You may find it harder to fall and stay asleep during your sleep periods if you are exposed to artificial light during the day. Keeping devices out of the bedroom, employing blue light blockers, and lowering your exposure to artificial light are all effective ideas for preventing sleep disorders caused by blue light exposure. A waking period in the middle of the night can make it difficult to get back to sleep for your second sleep session, so try to keep your exposure to artificial light to a minimum during that time.
To teach your body when it’s time to rest, you need to stick to a regular schedule. This helps to ensure that you receive a good night’s sleep every time you go to bed. In addition, an erratic sleep schedule may backfire, as it is linked to low performance and disrupted sleep.
Practice good sleep hygiene.
As a result of creating a sleep-friendly environment, you will have a better chance of falling and staying asleep during each of your sleep sessions To that end, try to sleep in a cool, dark, clutter-free, and quiet environment. Artificial light sources should be avoided in this area, as previously stated.) It’s also a good idea to refrain from drinking or exercising right before bedtime.
Be on the alert for red flags.
Some people benefit more from non-monophasic sleep patterns than others, as previously mentioned. Look out for symptoms that your body is struggling to adapt, such as an inability to focus, an increased risk-taking, and/or a tendency to fall asleep at the most inconvenient of times. The return to a monophasic sleep schedule may be necessary if you experience any of these symptoms.
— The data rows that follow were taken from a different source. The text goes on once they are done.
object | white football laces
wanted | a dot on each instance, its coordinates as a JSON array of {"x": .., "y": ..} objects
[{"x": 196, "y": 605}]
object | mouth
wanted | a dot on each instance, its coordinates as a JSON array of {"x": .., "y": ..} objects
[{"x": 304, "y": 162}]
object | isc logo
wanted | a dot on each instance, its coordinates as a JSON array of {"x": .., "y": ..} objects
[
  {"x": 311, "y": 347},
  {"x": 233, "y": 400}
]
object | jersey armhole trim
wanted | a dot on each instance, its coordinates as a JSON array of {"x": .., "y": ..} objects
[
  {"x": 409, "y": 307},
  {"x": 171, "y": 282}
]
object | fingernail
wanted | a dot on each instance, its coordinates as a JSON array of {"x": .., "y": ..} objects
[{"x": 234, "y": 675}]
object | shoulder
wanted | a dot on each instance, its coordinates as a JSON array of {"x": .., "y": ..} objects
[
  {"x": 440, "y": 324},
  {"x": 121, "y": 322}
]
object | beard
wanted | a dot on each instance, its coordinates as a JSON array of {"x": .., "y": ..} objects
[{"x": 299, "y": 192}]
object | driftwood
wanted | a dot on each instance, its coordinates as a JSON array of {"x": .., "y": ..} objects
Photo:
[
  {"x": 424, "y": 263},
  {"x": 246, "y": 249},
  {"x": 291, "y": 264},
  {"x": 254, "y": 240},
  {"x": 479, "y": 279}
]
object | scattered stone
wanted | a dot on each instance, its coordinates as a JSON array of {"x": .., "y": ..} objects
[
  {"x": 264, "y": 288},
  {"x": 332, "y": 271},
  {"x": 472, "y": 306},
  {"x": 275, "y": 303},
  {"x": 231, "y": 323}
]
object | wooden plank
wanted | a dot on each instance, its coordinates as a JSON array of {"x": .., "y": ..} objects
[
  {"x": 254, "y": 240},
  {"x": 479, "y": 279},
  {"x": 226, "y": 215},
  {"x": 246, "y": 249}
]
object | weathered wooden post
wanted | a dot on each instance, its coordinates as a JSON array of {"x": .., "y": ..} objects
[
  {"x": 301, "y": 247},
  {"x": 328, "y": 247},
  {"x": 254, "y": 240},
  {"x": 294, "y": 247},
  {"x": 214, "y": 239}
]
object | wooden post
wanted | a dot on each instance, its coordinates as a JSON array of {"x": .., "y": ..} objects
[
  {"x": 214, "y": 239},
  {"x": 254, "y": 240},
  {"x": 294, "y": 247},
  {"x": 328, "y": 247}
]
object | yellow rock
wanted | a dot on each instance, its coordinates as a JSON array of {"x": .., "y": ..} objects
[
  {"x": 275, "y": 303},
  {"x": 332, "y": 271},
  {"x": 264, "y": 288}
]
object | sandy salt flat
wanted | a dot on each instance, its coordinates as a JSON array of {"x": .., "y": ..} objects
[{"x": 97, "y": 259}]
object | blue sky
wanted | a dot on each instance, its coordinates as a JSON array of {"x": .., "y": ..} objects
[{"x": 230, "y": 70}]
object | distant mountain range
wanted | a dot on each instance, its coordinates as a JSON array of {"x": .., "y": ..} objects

It’s possible that your body is adapting successfully to a biphasic sleep schedule if you’re feeling refreshed, pleasant, and functional.
Consult your physician.
Consult with your doctor before making any major alterations to your sleep schedule, as they will be able to inform you whether anything in your medical history has an impact on how you feel. If you suffer from a chronic health condition like anxiety or depression, getting enough sleep is even more critical, as disrupting your sleep cycle may exacerbate your symptoms.
Be willing to drop the experiment if necessary.
Toss your biphasic sleep experiment if it doesn’t increase your energy levels or help you attain your goal after several weeks of experimentation. Because biphasic sleeping may be unsuitable for your body and/or lifestyle, this isn’t a failure. As an example, some people find their sleep patterns need to shift seasonally in order to maintain a consistent level of restful slumber.
Drawing Your Own Conclusions on Biphasic Sleep
It’s not for everyone to switch to a biphasic sleep schedule. However, for many people, switching from a monophasic to a biphasic sleep cycle has numerous advantages, including improved daytime alertness, better scheduling flexibility, and increased productivity. Biphasic sleep patterns have both historical and scientific precedent, which should at the very least broaden our perspective on how people sleep.
What Kind of Sleep Is Best for Me?
There are some persons who prefer a monophasic sleep routine while others prefer biphasic sleep.
Biphasic sleep patterns have been seen in humans throughout history. Taking a short nap in the middle of the day has also been shown to be beneficial. A 20-minute nap in the early afternoon could be a good approach to ease yourself into biphasic sleep.
Because sleep is essential to our overall well-being, it may be beneficial to talk with your doctor before radically changing your sleep schedule. They can offer additional recommendations for improving your sleep quality and daytime energy levels.